On our last day we walked around Levens Deer Park. The last time I came here was just before I found out I was ill. I couldn't understand why I was so tired and had to keep stopping. When I finished the walk I almost fell in the car with complete exhaustion and had to go to bed when I got home. I thought I was just unfit! Little did I know what was to come and perhaps it was just as well! 

Here I am though, back again, well I didn't think I'd get all the way up here once more! 

Even the deer were surprised to see me! What's she doing back? 

Beautiful views.

Followed by yet another glorious sunset.

We finished our holiday with a visit to my mum's in Lancashire. We met up with my sister and her family and enjoyed a lovely Sunday afternoon catching up on all our news and being entertained by Ruby and Oliver, my niece and nephew. It's always great to see them all.
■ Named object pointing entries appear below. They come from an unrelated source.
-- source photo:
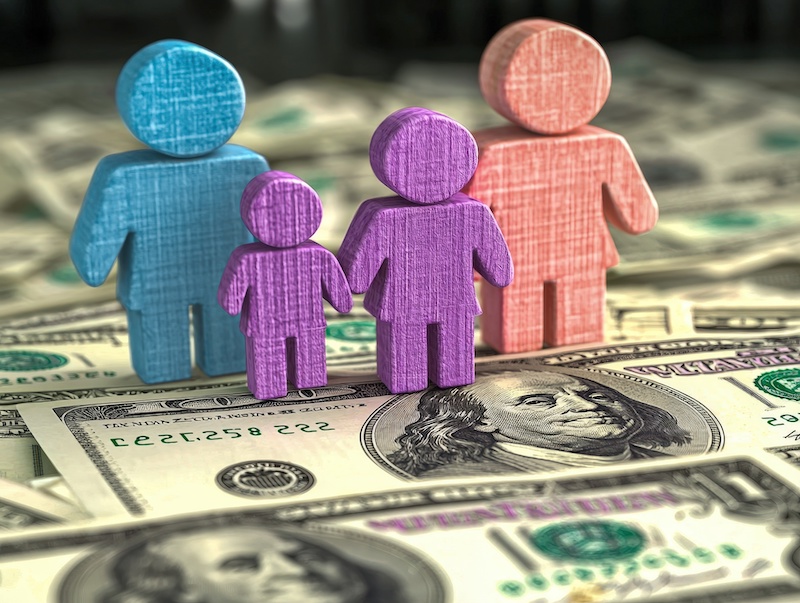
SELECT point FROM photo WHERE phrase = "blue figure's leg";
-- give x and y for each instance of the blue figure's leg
(219, 347)
(402, 356)
(306, 359)
(451, 351)
(160, 344)
(266, 367)
(577, 310)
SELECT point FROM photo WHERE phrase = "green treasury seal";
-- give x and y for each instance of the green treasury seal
(784, 383)
(20, 360)
(589, 541)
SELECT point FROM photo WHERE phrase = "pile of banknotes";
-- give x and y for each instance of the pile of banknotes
(670, 473)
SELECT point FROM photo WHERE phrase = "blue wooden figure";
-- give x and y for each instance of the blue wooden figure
(171, 212)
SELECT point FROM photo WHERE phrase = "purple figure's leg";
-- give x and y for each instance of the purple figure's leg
(451, 351)
(266, 367)
(218, 342)
(513, 317)
(159, 343)
(306, 359)
(402, 356)
(578, 308)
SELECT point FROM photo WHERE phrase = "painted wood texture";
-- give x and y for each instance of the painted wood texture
(414, 254)
(553, 183)
(278, 285)
(170, 213)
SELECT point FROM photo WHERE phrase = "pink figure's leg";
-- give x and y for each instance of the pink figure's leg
(266, 367)
(306, 359)
(576, 312)
(513, 316)
(402, 351)
(451, 351)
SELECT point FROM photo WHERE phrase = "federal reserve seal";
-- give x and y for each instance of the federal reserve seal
(20, 360)
(784, 383)
(589, 541)
(265, 479)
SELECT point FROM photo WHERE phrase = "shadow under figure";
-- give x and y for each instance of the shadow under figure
(530, 421)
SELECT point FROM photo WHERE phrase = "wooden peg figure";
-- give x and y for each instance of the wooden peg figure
(170, 212)
(414, 254)
(278, 284)
(552, 182)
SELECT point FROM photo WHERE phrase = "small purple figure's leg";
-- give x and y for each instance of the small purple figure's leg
(451, 351)
(577, 310)
(159, 343)
(306, 359)
(402, 356)
(266, 367)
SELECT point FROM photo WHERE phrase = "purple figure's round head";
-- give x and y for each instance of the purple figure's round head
(280, 209)
(423, 156)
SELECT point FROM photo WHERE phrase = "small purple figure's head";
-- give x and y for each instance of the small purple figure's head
(423, 156)
(280, 209)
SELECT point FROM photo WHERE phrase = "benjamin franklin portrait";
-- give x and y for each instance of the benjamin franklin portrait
(536, 420)
(250, 564)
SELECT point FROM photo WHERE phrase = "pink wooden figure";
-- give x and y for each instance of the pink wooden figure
(552, 182)
(414, 254)
(278, 285)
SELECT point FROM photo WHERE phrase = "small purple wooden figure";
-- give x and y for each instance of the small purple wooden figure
(278, 285)
(414, 254)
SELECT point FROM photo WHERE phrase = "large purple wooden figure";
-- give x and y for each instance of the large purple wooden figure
(414, 254)
(278, 285)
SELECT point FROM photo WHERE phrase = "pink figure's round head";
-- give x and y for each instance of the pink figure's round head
(423, 156)
(545, 76)
(280, 209)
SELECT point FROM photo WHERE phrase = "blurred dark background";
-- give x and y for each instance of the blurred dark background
(282, 39)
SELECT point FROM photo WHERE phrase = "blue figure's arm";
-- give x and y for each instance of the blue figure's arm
(234, 283)
(334, 285)
(361, 254)
(102, 224)
(491, 257)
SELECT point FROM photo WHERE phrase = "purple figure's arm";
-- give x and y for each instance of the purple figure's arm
(334, 285)
(360, 254)
(491, 256)
(234, 283)
(628, 202)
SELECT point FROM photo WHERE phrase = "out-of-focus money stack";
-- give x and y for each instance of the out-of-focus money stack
(629, 470)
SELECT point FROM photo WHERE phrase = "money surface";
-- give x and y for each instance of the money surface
(712, 529)
(556, 410)
(22, 507)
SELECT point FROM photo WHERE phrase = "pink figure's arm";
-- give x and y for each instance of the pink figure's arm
(360, 254)
(491, 257)
(628, 202)
(334, 285)
(234, 283)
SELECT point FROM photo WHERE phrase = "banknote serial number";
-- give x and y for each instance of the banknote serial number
(650, 561)
(781, 420)
(229, 433)
(57, 377)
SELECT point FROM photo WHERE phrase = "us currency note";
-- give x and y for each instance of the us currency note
(556, 410)
(22, 507)
(711, 529)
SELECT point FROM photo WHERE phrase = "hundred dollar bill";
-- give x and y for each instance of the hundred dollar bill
(580, 407)
(23, 507)
(711, 529)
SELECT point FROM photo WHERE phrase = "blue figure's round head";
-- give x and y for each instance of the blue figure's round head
(179, 98)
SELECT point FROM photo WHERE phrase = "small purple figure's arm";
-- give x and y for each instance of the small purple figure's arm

We took my mum out to Skipton for the day on Monday and had a lovely walk around the town and canal paths. 

Meet Rosie and Jim! 

It was a jam-packed week, where I began to realise I am doing more and more, not only walking a lot further, but achieving a lot more in a day. When I was ill, it was a case of choosing to do one main thing in the day and that would be all I could manage; now I'm managing to be out for hours on end, not needing to rest too much unless there is a cream cake and a cup of tea beckoning! It is all very hard to believe still.